Webster’s defines arrogance as “a feeling of superiority manifested in an overbearing manner or presumptuous claims.” When we see someone acting in an arrogant way, we could be tempted to grab the nearest sharp object – a hatpin works well – and pop their inflated ego balloon. Don’t we all enjoy seeing arrogant folks get their comeuppance? After all, a lot of great comedy has been written and performed around this dynamic.
But what is it like when we are the arrogant ones? Like the defilement of humiliation, arrogance is all about me. My viewpoint, my opinion, my ego, my world-view. Do we go about our lives with an assumption that we’re “right” until we are somehow proven “wrong”? Perhaps we don’t notice our arrogance until it gets popped (a la the hatpin). When it is brought to our attention, do we care? Or do we dig our heels in and become even more rigid? It is so hard to just “be with” the pain that arises when we realize we have been arrogant.

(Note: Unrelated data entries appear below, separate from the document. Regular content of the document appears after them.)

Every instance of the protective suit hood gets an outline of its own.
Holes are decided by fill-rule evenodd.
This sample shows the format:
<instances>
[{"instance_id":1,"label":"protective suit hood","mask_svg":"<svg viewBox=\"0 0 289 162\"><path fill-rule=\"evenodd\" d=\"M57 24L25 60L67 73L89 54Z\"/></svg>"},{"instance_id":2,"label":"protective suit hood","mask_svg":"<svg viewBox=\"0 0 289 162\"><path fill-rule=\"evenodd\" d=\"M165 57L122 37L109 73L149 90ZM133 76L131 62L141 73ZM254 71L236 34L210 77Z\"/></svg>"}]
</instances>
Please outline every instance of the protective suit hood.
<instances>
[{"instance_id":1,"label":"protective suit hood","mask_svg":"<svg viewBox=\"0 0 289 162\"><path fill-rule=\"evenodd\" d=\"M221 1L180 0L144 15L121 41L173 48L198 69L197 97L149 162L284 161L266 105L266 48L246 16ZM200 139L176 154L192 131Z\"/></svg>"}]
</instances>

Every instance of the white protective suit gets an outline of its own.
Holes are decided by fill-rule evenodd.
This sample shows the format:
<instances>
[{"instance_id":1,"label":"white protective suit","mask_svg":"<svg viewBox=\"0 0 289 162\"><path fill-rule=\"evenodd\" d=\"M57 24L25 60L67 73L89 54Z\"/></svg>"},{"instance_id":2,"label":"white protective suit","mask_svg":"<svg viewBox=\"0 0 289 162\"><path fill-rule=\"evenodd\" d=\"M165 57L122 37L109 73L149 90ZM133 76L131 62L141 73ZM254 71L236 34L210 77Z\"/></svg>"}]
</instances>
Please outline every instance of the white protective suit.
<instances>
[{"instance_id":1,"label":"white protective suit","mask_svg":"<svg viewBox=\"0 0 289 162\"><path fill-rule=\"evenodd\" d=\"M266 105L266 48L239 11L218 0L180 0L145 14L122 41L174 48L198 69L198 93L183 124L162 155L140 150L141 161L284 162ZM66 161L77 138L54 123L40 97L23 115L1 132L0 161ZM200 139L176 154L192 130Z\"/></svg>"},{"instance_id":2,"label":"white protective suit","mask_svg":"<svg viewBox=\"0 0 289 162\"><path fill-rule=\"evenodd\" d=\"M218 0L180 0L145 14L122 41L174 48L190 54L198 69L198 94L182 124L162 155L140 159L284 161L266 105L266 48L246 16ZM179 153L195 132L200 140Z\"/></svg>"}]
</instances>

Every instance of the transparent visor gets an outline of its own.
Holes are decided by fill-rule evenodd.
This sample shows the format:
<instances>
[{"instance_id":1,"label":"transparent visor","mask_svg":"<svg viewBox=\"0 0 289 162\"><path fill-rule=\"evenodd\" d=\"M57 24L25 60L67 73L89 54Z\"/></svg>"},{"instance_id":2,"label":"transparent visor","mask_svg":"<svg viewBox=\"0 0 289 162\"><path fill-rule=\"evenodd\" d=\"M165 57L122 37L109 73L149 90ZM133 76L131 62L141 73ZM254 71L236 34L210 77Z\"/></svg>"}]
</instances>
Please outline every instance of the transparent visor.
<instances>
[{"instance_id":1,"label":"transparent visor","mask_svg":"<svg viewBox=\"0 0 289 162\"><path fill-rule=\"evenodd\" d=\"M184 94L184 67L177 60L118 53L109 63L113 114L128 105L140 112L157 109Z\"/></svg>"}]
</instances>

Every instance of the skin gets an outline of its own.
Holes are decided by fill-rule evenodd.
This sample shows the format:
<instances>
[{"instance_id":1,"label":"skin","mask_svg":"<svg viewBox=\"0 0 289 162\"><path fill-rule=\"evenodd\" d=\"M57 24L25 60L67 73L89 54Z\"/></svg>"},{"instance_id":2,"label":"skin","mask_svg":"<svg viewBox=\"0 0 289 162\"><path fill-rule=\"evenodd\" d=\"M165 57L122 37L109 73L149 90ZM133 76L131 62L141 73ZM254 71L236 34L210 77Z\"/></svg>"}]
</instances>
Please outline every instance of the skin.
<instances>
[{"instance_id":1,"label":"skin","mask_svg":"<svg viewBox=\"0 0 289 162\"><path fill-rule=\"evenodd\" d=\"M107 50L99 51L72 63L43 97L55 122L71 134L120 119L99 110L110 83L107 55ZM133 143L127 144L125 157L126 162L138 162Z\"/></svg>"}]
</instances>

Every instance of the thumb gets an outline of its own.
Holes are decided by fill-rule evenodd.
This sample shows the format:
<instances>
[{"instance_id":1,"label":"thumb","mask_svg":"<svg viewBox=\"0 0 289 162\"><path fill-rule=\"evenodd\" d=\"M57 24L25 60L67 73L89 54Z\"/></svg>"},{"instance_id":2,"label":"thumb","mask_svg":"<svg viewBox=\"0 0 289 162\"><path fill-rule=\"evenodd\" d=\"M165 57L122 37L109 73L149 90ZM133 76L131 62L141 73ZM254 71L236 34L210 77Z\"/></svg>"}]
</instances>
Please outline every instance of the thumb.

When we discussed humiliation last week, Tuere offered up embarrassment as a feeling that is not as attached to the sense of self as humiliation, therefore the experience of embarrassment is much less painful. What is a less self-involved feeling when we’re concerned with arrogance? I have thought of confidence as perhaps the best example, because it expresses a poise and self-reliance that isn’t necessarily obnoxious! But let’s discuss it on Thursday, okay?